Flipkart’s valuation has been marked down by 27% by one of its investors, on the back of a slowdown in funding for start-ups and Internet companies. In the listed space, shares of Just Dial Ltd have fallen by 40% in the past year.

It’s interesting to note, then, that shares of Info Edge (India) Ltd have corrected by only 7% in the past year, which is far better than the 12% fall in the Nifty 500 index. What sets it apart?

To start with, Info Edge’s flagship recruitment business, largely under Naukri.com, boasts of a steady performance. In the first three quarters of the current financial year, growth in the recruitment business averaged 19.6%. What’s more, pre-tax margin in the segment has been around 50%. And the business generates a decent amount of cash; apart from its high profit margins, Info Edge operates on negative working capital, thanks to stringent collection norms. The top 10% of its customers contribute to nearly 60% of total business, which lends a fair amount of stability to its revenue stream.

The profit of the recruitment business is large enough to absorb the losses in smaller businesses, such as the real estate classifieds business under 99acres.com and the matrimonial classifieds business. The real estate business has been under pressure owing to high competition and the slowdown in the real estate segment. The silver lining is that it continues to have leadership in the segment, and competition from later entrants, such as Housing.com and Commonfloor.com, has eased.

Info Edge has also been fortunate to have been an early stage investor in Zomato Media Pvt. Ltd, the restaurant search and review website. According to its disclosures, it has invested around $70 million in the company and now has a 47% stake in the company. In its last round of funding, Zomato was valued at $1 billion by Temasek last September. Of course, Zomato’s valuation estimates, too, may have toned down since then, although investors have so far ignored this.

But this seems to be because the value of the recruitment business itself, along with the cash on the company’s books, adds up to a substantial amount.

In contrast, in Just Dial’s case, growth in the core classifieds business has come down materially in the past two quarters. And unlike Naukri, Just Dial faces tough competition from some sector specialists such as Practo.com in the healthcare space.

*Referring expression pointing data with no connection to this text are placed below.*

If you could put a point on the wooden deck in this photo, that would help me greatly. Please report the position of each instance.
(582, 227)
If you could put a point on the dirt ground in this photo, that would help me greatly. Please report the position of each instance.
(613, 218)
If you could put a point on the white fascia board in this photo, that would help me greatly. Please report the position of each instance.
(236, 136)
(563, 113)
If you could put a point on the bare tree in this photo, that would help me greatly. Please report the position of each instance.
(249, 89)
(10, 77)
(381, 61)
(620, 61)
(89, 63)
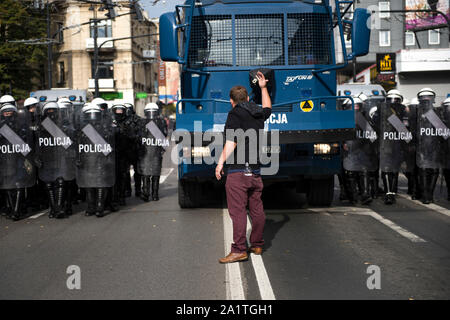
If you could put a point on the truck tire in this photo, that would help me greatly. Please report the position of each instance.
(189, 194)
(321, 192)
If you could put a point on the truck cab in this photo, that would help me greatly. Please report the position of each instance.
(220, 44)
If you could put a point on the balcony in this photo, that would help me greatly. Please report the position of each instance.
(102, 83)
(107, 45)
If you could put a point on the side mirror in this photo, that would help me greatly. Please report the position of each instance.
(168, 43)
(360, 33)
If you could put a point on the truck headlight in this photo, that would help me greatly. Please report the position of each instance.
(196, 152)
(325, 148)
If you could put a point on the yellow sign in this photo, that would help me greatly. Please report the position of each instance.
(307, 106)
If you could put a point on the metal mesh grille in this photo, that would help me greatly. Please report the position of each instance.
(259, 40)
(211, 41)
(309, 38)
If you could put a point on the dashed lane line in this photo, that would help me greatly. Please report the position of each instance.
(265, 288)
(234, 286)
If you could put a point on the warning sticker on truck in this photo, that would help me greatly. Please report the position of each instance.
(307, 105)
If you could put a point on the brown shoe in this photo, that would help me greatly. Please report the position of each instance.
(234, 257)
(256, 250)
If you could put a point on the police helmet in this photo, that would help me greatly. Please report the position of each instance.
(394, 96)
(29, 102)
(8, 107)
(7, 99)
(101, 103)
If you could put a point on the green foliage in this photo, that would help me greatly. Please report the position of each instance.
(21, 65)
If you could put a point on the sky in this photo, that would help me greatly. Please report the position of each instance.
(162, 6)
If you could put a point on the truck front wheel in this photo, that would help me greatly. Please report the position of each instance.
(321, 191)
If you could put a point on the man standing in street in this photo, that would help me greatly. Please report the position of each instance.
(244, 184)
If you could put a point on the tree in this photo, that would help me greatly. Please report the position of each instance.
(21, 65)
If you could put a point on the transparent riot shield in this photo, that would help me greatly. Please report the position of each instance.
(432, 133)
(16, 151)
(393, 136)
(151, 145)
(95, 151)
(57, 149)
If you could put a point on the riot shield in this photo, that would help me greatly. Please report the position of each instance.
(152, 142)
(57, 150)
(393, 135)
(446, 162)
(16, 151)
(431, 135)
(96, 157)
(409, 149)
(361, 153)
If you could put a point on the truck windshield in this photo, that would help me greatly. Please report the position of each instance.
(260, 40)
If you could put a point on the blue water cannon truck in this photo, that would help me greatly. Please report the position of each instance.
(222, 43)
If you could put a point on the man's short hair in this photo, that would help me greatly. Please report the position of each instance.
(238, 94)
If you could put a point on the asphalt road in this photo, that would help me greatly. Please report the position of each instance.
(158, 251)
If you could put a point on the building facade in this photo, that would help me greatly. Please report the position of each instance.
(419, 41)
(127, 67)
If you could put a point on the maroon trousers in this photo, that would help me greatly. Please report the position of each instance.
(243, 191)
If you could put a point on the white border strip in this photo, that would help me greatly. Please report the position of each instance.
(265, 288)
(235, 290)
(431, 206)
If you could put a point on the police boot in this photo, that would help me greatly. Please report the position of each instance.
(90, 199)
(51, 199)
(146, 183)
(433, 181)
(100, 202)
(343, 187)
(9, 203)
(373, 176)
(17, 210)
(69, 198)
(427, 175)
(128, 183)
(351, 178)
(364, 182)
(446, 173)
(155, 188)
(389, 195)
(59, 197)
(409, 177)
(137, 184)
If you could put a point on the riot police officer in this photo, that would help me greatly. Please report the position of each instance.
(7, 99)
(57, 158)
(133, 121)
(360, 158)
(125, 137)
(393, 135)
(151, 141)
(96, 157)
(446, 164)
(17, 170)
(430, 132)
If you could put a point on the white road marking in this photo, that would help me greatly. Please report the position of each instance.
(164, 177)
(431, 206)
(39, 214)
(265, 288)
(235, 289)
(369, 212)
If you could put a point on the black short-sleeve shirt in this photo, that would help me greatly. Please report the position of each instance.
(245, 121)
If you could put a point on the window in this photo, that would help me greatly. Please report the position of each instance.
(384, 6)
(309, 38)
(61, 73)
(105, 69)
(385, 38)
(410, 38)
(104, 29)
(60, 32)
(434, 37)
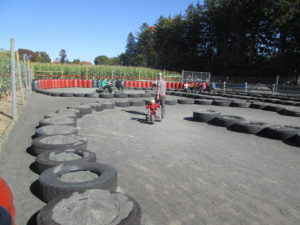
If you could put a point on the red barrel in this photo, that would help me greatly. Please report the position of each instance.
(67, 83)
(75, 83)
(130, 83)
(84, 83)
(7, 199)
(139, 84)
(126, 83)
(90, 83)
(41, 84)
(180, 86)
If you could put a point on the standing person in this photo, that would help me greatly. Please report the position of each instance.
(119, 85)
(161, 93)
(106, 84)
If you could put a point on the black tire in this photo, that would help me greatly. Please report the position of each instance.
(171, 102)
(84, 109)
(120, 95)
(203, 101)
(92, 95)
(58, 121)
(273, 108)
(52, 186)
(241, 104)
(66, 95)
(122, 104)
(106, 95)
(134, 95)
(5, 218)
(205, 115)
(62, 114)
(58, 142)
(108, 105)
(248, 127)
(257, 105)
(147, 95)
(290, 112)
(56, 130)
(226, 120)
(280, 132)
(45, 161)
(186, 101)
(76, 111)
(137, 103)
(79, 94)
(45, 217)
(221, 102)
(97, 106)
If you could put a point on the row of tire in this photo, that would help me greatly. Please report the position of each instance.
(288, 134)
(238, 103)
(292, 101)
(60, 150)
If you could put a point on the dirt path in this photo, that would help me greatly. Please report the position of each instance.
(181, 172)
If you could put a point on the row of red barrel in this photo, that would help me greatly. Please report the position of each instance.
(68, 83)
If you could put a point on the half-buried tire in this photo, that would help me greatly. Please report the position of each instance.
(106, 95)
(186, 101)
(58, 142)
(221, 102)
(137, 103)
(205, 115)
(203, 101)
(120, 95)
(58, 121)
(122, 104)
(248, 127)
(280, 132)
(97, 106)
(241, 104)
(66, 95)
(84, 109)
(56, 130)
(53, 158)
(109, 105)
(226, 120)
(68, 178)
(108, 208)
(92, 95)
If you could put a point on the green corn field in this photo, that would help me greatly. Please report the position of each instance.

Arya Sen, an analyst at Jefferies India Pvt. Ltd, pointed out in a 28 January note to clients: “Just Dial’s revenue growth decelerated to only 11% in 3Q (versus 20% in 2Q and 25-30% guided by management at the beginning of the year) and is a significant disappointment in our view. It points to a slowdown in the legacy search business and is likely a result of the high customer churn rate of 40%."

The drop in its valuation, therefore, is not only because of the disappointment with its e-commerce plans, but also because of a slowdown in the core business.

In Info Edge’s case, the prospects of the core business are pretty much intact. Of course, having said all this, if valuations in the space continue to take a hit, Info Edge may follow suit as well.